Codega

A Codega, ou Côdega, é uma uva de pele clara e amplamente cultivada nas áreas vinícolas do Douro, em Portugal. Esta variedade é conhecida também em outros lugares do país como Roupeiro ou Síria. Além disso, a uva Côdega é, muitas vezes, confundida com a casta Côdega do Larinho – variedade portuguesa também encontrada no Douro.

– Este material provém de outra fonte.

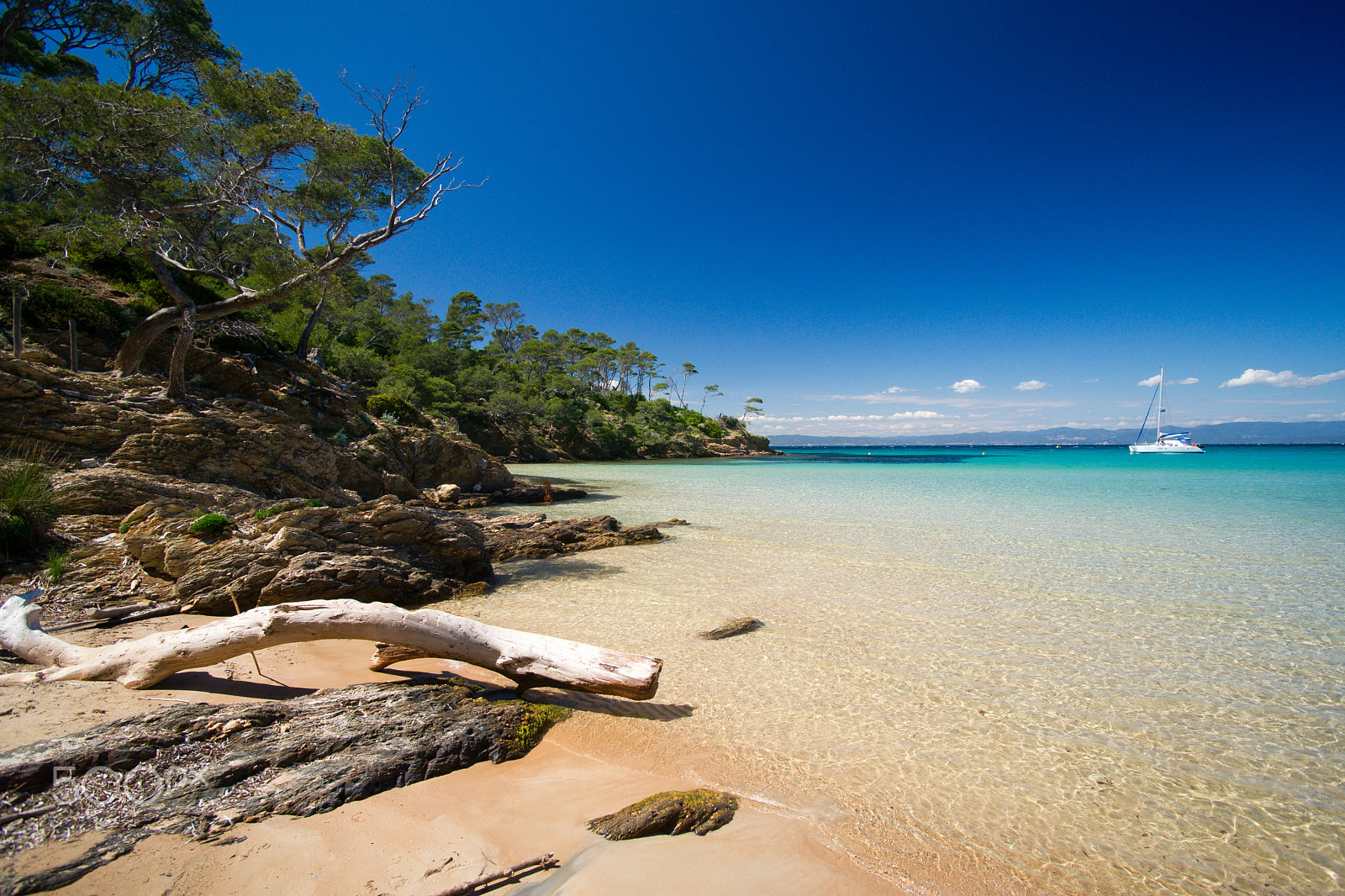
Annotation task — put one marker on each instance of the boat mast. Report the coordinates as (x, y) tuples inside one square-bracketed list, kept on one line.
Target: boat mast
[(1160, 437)]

Por ser uma variedade branca amplamente cultivada em diferentes áreas de Portugal e sob inúmeras formas regionais a Côdega trata-se de uma casta utilizada quase que exclusivamente em áreas do interior do país, desde o norte, de Tras-os-Montes, até o sul de Portugal.

Esta é uma casta que se adapta melhor em locais com maiores altitudes, como ao redor de Pinhel, na região de Beira. Além disso, a Côdega produz também bons vinhos no sul da denominação de origem do Alentejo, onde é conhecida como Alva.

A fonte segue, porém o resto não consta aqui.